In true counterintuitive fashion, Sharksteeth starts with what might be the dinner's masterpiece course: a squid-ink raviolo stuffed with lobster, potato and mascarpone, resting atop a rib-eye Bolognese (the only meat in all six courses) and graced with romano beans, haricot vert, tarragon oil, gremolata and lobster bechamel. It's surf-and-turf meets lasagna meets Picasso.
A halibut dish, the fifth course, brings together smoked creme fraiche, braised leek, crispy potato bits and dehydrated green onion powder. The sauce is a full clam chowder that the kitchen reduces and purees. The kicker? Tiny little grapes so perfect they almost seem spherified. They add a burst of necessary sweetness and bright acidity. “It flirts with high-end fine dining,” Thornton says.
The couple seated next to me, who've been trying, unsuccessfully, to get into Wolvesmouth for eight months, seem more than satisfied.
“This is the dish I'm not going to like,” the man says of a smoked branzino salad with snap pea, cucumber, yam, green apple, cucumber juice and grilled milk focaccia (if Thornton were into large-scale production, he could make a killing mass-marketing that focaccia).
The man ends up loving it.
Wise, seated across from me with his wife, Barbara, and 16-year-old son, Ian (a fellow Wolvesmouth veteran), are equally smitten. While talking to Thornton, who's readily accessible as host, Barbara and Ian get to the bottom of the otherworldly apricot in the soup course, a corn velouté anchored by Dungeness crab wrapped in grilled zucchini. Was it dried apricot or fresh? Turns out it was neither. And both.
“They dehydrated fresh apricot and reconstituted it in lime juice two-thirds of the way,” Jeff Wise gushes. “I mean, come on man! The care to such a minor detail! And that wasn't even the focus of the dish, it was just a little adjunct.”
As for what's next on Thornton's ever smaller and more intimate agenda, he's contemplating a standing-room-only tapas bar, Lobos de Sangre (“Wolves' blood”). How serious is he? He's heading to Spain this week, “just to go do research. It's hopefully not a super long time off.”

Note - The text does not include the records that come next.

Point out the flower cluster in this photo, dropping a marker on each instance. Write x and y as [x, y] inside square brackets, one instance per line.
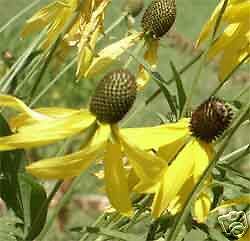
[165, 161]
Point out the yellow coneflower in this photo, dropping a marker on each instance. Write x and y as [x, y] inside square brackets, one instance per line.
[233, 44]
[83, 33]
[187, 148]
[113, 98]
[156, 22]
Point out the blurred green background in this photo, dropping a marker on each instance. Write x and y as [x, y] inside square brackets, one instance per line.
[176, 47]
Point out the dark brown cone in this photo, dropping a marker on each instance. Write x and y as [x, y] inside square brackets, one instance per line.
[134, 7]
[210, 119]
[159, 17]
[114, 96]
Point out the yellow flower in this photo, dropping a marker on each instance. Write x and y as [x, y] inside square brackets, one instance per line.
[114, 96]
[233, 44]
[187, 149]
[83, 33]
[153, 29]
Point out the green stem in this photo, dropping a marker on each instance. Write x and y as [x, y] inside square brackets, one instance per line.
[184, 213]
[20, 14]
[198, 74]
[239, 153]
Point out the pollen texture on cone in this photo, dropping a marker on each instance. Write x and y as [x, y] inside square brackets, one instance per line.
[159, 17]
[210, 119]
[114, 96]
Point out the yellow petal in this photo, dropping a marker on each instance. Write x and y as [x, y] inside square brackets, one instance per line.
[11, 101]
[148, 167]
[51, 112]
[203, 155]
[174, 178]
[246, 236]
[202, 207]
[107, 56]
[169, 151]
[147, 138]
[47, 131]
[66, 166]
[233, 202]
[115, 179]
[238, 13]
[42, 18]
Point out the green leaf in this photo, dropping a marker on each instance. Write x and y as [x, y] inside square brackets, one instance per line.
[35, 205]
[9, 230]
[10, 165]
[182, 97]
[115, 234]
[158, 79]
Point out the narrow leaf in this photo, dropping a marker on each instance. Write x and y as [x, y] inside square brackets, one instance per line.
[182, 97]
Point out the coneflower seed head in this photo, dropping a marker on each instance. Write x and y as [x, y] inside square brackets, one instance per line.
[210, 119]
[159, 17]
[114, 96]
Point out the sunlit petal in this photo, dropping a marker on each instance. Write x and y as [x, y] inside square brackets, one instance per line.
[47, 131]
[66, 166]
[115, 179]
[13, 102]
[175, 177]
[147, 138]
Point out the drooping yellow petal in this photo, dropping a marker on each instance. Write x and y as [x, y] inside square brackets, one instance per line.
[147, 166]
[51, 112]
[47, 131]
[174, 178]
[202, 207]
[238, 12]
[43, 17]
[66, 166]
[147, 138]
[115, 179]
[107, 56]
[203, 155]
[13, 102]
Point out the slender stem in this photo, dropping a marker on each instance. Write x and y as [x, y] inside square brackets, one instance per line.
[239, 153]
[198, 74]
[20, 14]
[182, 71]
[65, 199]
[181, 219]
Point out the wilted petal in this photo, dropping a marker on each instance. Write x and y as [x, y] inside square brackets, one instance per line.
[115, 179]
[107, 56]
[66, 166]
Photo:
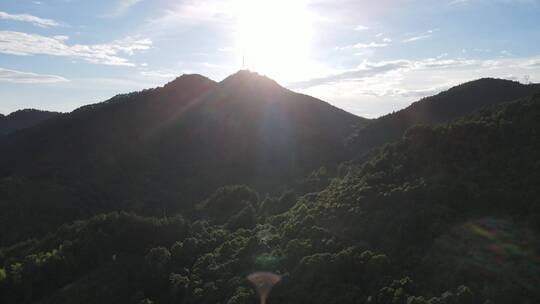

He also has a fascinating and format-busting art-meets-food concept in the works for next spring. (No more details can be revealed yet, but it will be the first of its kind.) And eventually, he'd like to house Sharksteeth in the basement of the bungalow, Wolvesmouth on the ground floor and a new, avian-themed concept on the roof. An entire ecosystem — sea, land and sky — all contained on one little plot.
“I really don't think that the restaurant of the future is going to look like restaurants now, because I don't think they'll be able to,” Thornton says. “Because of water shortages. Food prices are going to skyrocket. Population is going to grow. Everything is going to become so hyper-inflated. That's also a big thing that I'm trying to think about. The menus are going to have to be smaller. The diner and the business are going to have to become more connected.
“I like doing stuff on a small scale,” he says, “because in the future everything is going to have to be smaller.”